Energie. Im Vorjahr hat Österreich 666 Millionen Euro an öffentlichen Subventionen für den erzeugten Strom aus Wind-, Wasser- und Solaranlagen ausgegeben – und 775 Millionen Euro damit verdient. Wie geht das?
Die längste Zeit war es Jahr für Jahr dasselbe Spiel: Einmal jährlich zählte der staatliche Energie-Regulator E-Control zusammen, wie viele neue Wind-, Wasser- und Solaranlagen gebaut wurden und wie viel die Stromkundinnen und -kunden dafür an Förderungen bezahlen mussten. Bei typischen Summen rund um eine Milliarde Euro folgte jedes Jahr dieselbe Debatte darüber, ob die Erneuerbaren zu teuer seien und sich das Land den Ausbau leisten könne. Diese Debatte ist nun vorbei: Auch 2022 wurden die Erneuerbaren in Österreich im Eiltempo ausgebaut. Die Kosten dafür aber sanken rapide.
Die Republik musste nur noch 666 Millionen Euro für geförderten Ökostrom ausgeben, 247 Millionen Euro weniger als im Jahr zuvor.
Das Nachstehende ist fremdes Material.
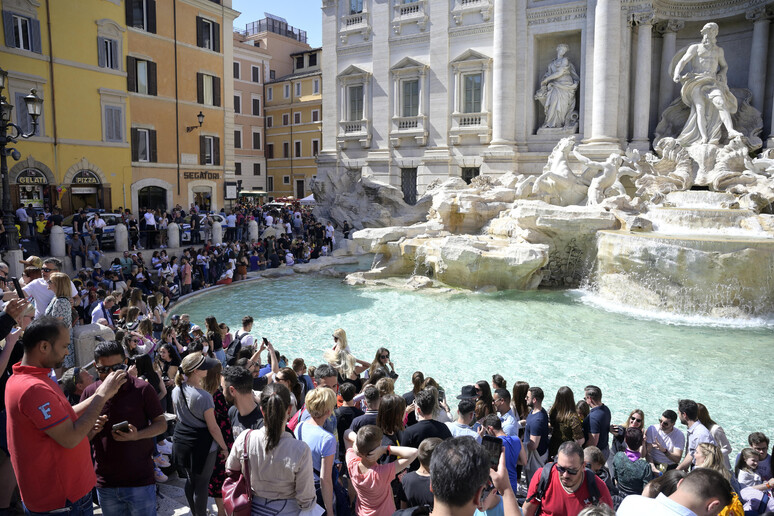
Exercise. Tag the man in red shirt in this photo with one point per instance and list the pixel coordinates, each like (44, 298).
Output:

Hauptgrund für diese Entwicklung sind die hohen Marktpreise für Strom. Im Zuge der Energiekrise war an den Börsen deutlich mehr Geld zu verdienen als mit der staatlichen Förderung, weshalb sich die meisten Ökostrombetreiber von der staatlichen Förderstelle Oemag verabschiedet und ihre Strommengen selbst verkauft haben. Unterm Strich sanken die an die Oemag gemeldeten Mengen von 8363 auf 3006 Gigawattstunden. Damit wurde der Ausbau aber nicht nur billiger für die Allgemeinheit, der Staat hat mit der Förderung sogar noch ein Geschäft gemacht.
Markt zahlt besser als der Staat
Der Grund dafür: Die Oemag kaufte zwar um 666 Millionen Euro Ökostrom zu, verbrauchte ihn aber nicht selbst, sondern gab ihn über die Börse weiter. Und da auch hier die Rekordpreise des Vorjahres zum Tragen kamen, nahm die Förderstelle unterm Strich um 109 Millionen Euro mehr ein, als sie selbst auszahlen musste.
Der ungewöhnlich hohe Gewinn der Oemag wird allerdings nicht an die Stromkunden retourniert, sondern verbleibt in den Fördertöpfen des Staates. Die Haushalte profitieren nur insofern, als sie weder 2022 noch 2023 einen Ökostrom-Förderbeitrag oder eine Ökostrom-Förderpauschale überweisen mussten. Im Gegenzug hatten sie freilich die deutlich höheren Marktpreise zu bezahlen. Ob das so bleiben wird, ist fraglich: „Derzeit gibt es wenig Förderbedarf, aber das wird sich wieder ändern“, warnt E-Control-Vorstand Wolfgang Urbantschitsch. Im laufenden Jahr seien die Marktpreise wieder deutlich gesunken, die erzeugten Mengen hingegen stiegen. Spätestens wenn der Strompreis wieder unter zehn Cent je Kilowattstunde falle, seien die Anlagenbetreiber wieder zurück im Förderregime, ist Urbantschitsch überzeugt. Für die Ökostromproduzenten ist die außergewöhnliche Situation ideal: Sie verdienen Höchstpreise an den Börsen, und sobald das nicht mehr so ist, können sie zurück zur staatlich garantierten Vergütung. Selbst ihre „Förderjahre“ verlieren sie durch ihre Ausflüge in den freien Markt nicht. Sie haben zwei Jahrzehnte Zeit, um die versprochenen 13 Jahre mit geförderten Preisen einzulösen.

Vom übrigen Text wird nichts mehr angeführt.